Heinz bottles “imagined” by DALL-E 2, as part of Heinz’s recent advertising campaign. Picture credits: Open AI

“With AI imagery dominating the news and social feeds, we saw a natural opportunity to expand our ‘Draw Ketchup’ campaign; rooted in the idea that Heinz is synonymous with the word ketchup – to test this theory in the AI ​​space,” Jacqueline Chao, Heinz Senior Brand Manager, said in a press release.

Clearly, DALL-E 2 based campaigns can work when AI is the subject. But several professional DALL-E 2 users say they’ve used the system to generate assets that don’t bear the telltale signs of AI constraints.

Jacob Martin, a software engineer, used DALL-E 2 to create a logo for OctoSQL, an open source project he develops. For around $30 — roughly the cost of logo design services on Fiverr — Martin ended up with a cartoon image of an octopus that looks like a human illustration to the naked eye.

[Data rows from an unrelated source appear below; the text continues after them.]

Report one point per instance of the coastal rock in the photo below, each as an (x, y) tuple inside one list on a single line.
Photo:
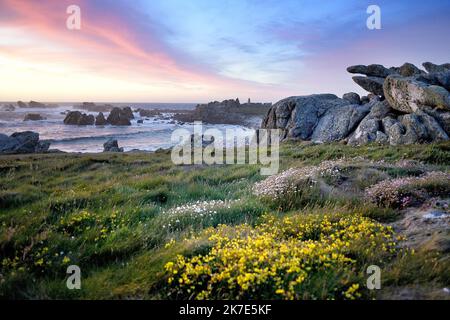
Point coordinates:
[(33, 117), (22, 104), (432, 68), (442, 117), (92, 107), (35, 104), (352, 97), (120, 117), (371, 84), (439, 79), (298, 116), (100, 120), (78, 118), (111, 146), (226, 112), (373, 70), (406, 105), (128, 112), (413, 128), (197, 140), (409, 95), (369, 130), (22, 142), (339, 122), (8, 108), (409, 70)]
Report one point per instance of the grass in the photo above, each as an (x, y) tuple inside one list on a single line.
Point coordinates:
[(113, 215)]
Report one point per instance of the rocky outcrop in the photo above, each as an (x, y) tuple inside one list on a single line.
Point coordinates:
[(371, 84), (352, 97), (78, 118), (226, 112), (22, 142), (117, 117), (407, 94), (22, 104), (92, 107), (372, 70), (33, 117), (120, 117), (35, 104), (111, 146), (8, 108), (405, 105), (100, 120), (433, 68)]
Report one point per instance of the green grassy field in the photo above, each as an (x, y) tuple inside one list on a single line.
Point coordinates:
[(140, 227)]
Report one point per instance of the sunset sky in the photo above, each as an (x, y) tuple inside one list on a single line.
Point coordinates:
[(202, 50)]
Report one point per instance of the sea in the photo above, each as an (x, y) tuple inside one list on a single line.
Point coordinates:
[(152, 134)]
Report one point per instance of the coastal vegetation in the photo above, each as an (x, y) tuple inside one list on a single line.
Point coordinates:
[(140, 227)]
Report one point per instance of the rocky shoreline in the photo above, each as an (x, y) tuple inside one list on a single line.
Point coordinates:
[(405, 105)]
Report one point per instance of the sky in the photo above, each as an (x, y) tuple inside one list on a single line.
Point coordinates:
[(204, 50)]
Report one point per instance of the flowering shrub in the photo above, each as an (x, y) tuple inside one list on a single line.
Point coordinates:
[(283, 259), (402, 192)]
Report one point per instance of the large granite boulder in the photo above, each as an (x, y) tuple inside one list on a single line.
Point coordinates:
[(371, 84), (35, 104), (22, 142), (33, 117), (407, 94), (413, 128), (22, 104), (370, 129), (406, 105), (8, 108), (111, 146), (352, 97), (438, 78), (100, 120), (120, 117), (373, 70), (78, 118), (433, 68), (409, 70), (299, 116), (337, 123)]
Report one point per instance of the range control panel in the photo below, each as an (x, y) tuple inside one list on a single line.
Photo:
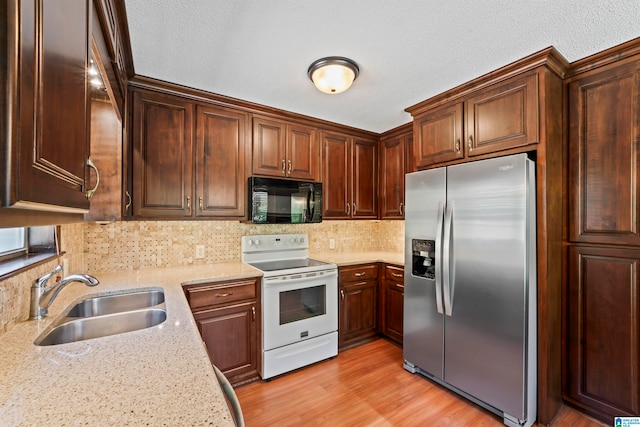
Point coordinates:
[(274, 242)]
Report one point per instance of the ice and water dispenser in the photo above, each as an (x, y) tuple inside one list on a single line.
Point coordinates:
[(424, 258)]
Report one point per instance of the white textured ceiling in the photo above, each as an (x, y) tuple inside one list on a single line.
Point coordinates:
[(407, 50)]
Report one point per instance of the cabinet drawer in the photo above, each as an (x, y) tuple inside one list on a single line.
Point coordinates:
[(392, 272), (359, 272), (214, 294)]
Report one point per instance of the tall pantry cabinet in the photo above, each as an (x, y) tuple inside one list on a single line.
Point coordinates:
[(602, 292)]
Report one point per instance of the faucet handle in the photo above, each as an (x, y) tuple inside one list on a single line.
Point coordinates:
[(41, 282)]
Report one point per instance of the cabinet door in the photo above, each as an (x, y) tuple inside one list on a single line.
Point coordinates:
[(393, 310), (393, 300), (162, 155), (603, 331), (438, 136), (604, 114), (220, 161), (303, 153), (502, 116), (231, 337), (336, 198), (50, 107), (392, 171), (358, 312), (269, 151), (365, 179)]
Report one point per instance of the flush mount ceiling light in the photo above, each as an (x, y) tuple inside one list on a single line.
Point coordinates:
[(333, 74)]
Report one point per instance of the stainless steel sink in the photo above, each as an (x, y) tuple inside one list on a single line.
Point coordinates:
[(109, 304), (104, 315)]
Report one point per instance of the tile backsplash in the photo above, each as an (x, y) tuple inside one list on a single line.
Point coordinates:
[(132, 245)]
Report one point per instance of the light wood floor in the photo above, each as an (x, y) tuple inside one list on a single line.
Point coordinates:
[(366, 386)]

“The end result isn’t ideal, but I’m very happy with it,” Martin wrote in a blog post. “As for DALL-E 2, I believe that at this time it is still in a ‘first iteration’ phase for most elements and purposes – the main exception being the pencil sketches; these are amazingly good… I think the real breakthrough will come when DALL-E 2 is 10 to 100 times cheaper and faster.

DALL-E 2 OctoSQL

The OctoSQL logo, generated after several attempts with DALL-E 2. Picture credits: Open AI

One DALL-E 2 user, Don McKenzie, head of design at development startup Deephaven, took the idea one step further. He tested the application of the system to generate thumbnails on the company’s blog, motivated by the idea that posts with images get significantly more engagement than those without.

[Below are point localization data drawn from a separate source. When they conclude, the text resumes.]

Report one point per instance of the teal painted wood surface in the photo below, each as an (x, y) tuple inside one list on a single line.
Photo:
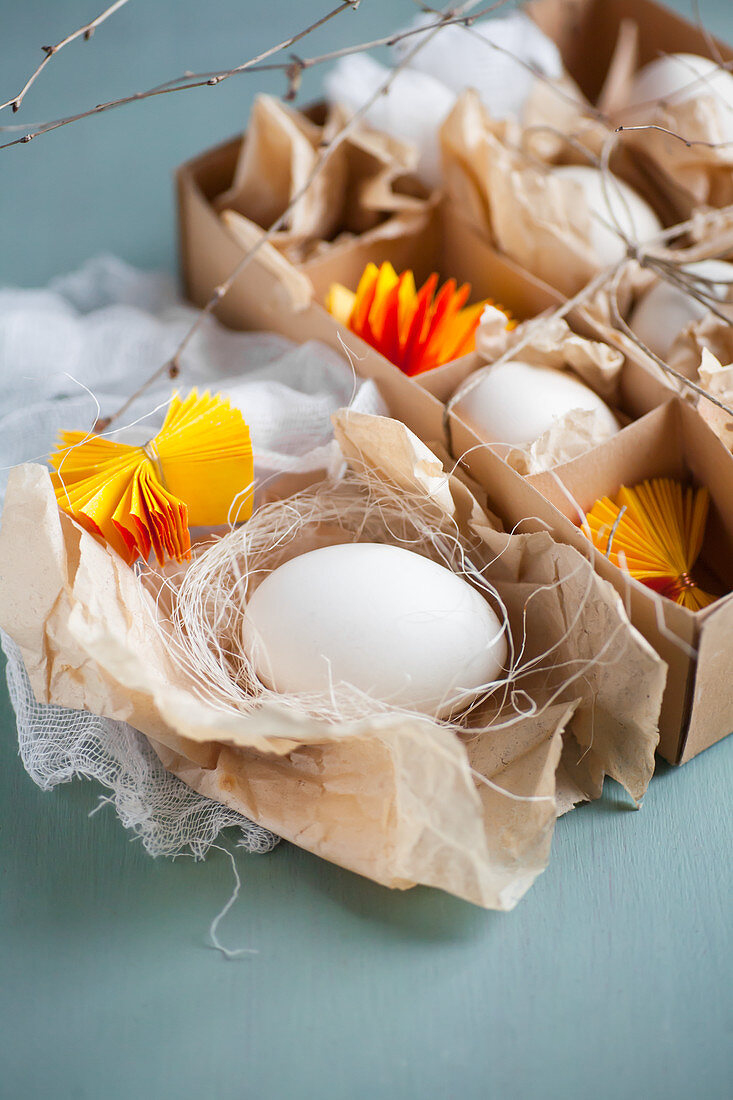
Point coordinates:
[(613, 976)]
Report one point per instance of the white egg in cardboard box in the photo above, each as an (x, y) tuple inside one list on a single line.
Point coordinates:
[(666, 309), (380, 618), (620, 204), (678, 78), (515, 403)]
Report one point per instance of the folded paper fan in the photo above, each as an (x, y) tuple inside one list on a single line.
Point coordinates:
[(196, 472), (654, 531), (416, 330)]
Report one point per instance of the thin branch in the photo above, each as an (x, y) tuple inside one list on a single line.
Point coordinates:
[(686, 141), (647, 351), (50, 52), (173, 366), (253, 65)]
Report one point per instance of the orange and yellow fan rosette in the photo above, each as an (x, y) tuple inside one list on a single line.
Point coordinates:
[(416, 330), (655, 531), (196, 472)]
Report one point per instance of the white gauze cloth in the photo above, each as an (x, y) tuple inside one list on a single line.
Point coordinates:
[(496, 56), (107, 328)]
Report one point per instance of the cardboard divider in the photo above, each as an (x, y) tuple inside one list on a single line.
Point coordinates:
[(271, 293), (665, 437), (674, 441)]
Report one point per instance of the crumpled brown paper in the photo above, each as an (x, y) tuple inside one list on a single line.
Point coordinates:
[(538, 219), (367, 186), (395, 799), (550, 342), (718, 380)]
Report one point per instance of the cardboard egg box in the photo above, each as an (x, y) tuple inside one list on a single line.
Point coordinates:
[(272, 293), (603, 42), (674, 441)]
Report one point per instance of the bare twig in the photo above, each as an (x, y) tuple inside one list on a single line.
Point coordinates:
[(190, 80), (686, 141), (173, 366), (647, 351), (50, 52)]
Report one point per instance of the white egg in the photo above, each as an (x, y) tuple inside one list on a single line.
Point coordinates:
[(666, 309), (682, 77), (380, 618), (515, 403), (624, 207)]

“As a small team of mostly engineers, we don’t have the time or budget to commission custom artwork for each of our blog posts,” McKenzie wrote in a blog post. “Our approach so far has been to spend 10 minutes scrolling through tangentially related but ultimately mismatched images from stock photography sites, uploading something lousy, highlighting it, and posting.”

After spending a weekend and $45 in credits, McKenzie says he was able to replace about 100 blog posts with DALL-E 2-generated images. It took some experimenting with the prompts to get the best results. , but McKenzie says it was worth it.

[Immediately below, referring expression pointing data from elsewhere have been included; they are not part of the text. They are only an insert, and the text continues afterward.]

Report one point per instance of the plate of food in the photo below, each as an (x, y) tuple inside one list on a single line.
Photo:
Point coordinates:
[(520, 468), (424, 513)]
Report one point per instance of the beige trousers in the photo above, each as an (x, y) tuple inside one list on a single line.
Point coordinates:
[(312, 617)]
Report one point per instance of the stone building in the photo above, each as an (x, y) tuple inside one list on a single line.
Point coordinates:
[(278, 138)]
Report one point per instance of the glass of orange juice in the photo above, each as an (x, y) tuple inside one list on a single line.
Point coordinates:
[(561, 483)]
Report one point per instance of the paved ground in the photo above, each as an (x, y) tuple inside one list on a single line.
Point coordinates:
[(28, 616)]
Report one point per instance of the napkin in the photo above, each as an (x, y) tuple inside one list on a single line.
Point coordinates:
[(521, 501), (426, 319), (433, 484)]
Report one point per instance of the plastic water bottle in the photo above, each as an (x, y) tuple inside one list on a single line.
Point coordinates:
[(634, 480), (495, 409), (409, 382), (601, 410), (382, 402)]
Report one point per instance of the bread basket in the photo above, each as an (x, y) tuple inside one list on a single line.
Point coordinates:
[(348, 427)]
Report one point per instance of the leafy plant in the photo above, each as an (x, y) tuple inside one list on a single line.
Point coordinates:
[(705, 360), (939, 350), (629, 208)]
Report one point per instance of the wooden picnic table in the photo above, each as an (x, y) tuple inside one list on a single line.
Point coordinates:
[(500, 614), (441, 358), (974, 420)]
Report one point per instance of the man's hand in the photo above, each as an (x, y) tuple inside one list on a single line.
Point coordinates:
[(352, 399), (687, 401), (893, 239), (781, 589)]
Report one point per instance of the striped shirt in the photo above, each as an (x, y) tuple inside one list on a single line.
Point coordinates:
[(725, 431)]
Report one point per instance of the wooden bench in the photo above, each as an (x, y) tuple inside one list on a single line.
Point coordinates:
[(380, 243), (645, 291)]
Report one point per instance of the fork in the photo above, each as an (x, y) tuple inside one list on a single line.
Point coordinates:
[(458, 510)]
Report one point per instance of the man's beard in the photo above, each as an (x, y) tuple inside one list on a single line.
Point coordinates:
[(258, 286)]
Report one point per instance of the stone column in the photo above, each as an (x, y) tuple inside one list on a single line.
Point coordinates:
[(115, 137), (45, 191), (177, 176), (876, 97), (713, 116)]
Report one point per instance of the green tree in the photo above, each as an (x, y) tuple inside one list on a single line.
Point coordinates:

“On average, I’d say it took a few minutes and about four to five prompts per blog post to get something I was happy with,” he wrote. “We were spending more money and time on stock images per month, with worse results.”

For companies that don’t have time for brainstorming prompts, there is already a startup trying to commercialize the asset generation capabilities of DALL-E 2. Unstock.ai, built on DALL-E 2 , promises “high-quality images and artwork on demand” — at no cost, for now. Customers enter a prompt (eg, “Top view of three goldfish in a bowl”), then choose a preferred style (vector art, photorealistic, pencil) to create images, which can be cropped and resized.

Unstock.ai essentially automates rapid engineering, an AI concept that seeks to embed a job description into text. The idea is to provide an AI system with step-by-step instructions so that it reliably does the thing that is asked of it; In general, results from a prompt like “Still image of woman drinking coffee, walking to work, telephoto” will be much more consistent than “Woman walking.”

This is probably a harbinger of applications to come. When contacted for comment, OpenAI declined to share DALL-E 2 business user numbers. But anecdote, the demand seems to be there. Unofficial workarounds to DALL-E 2’s lack of APIs have sprung up on the web, chained by developers eager to integrate the system into apps, services, websites, and even video games.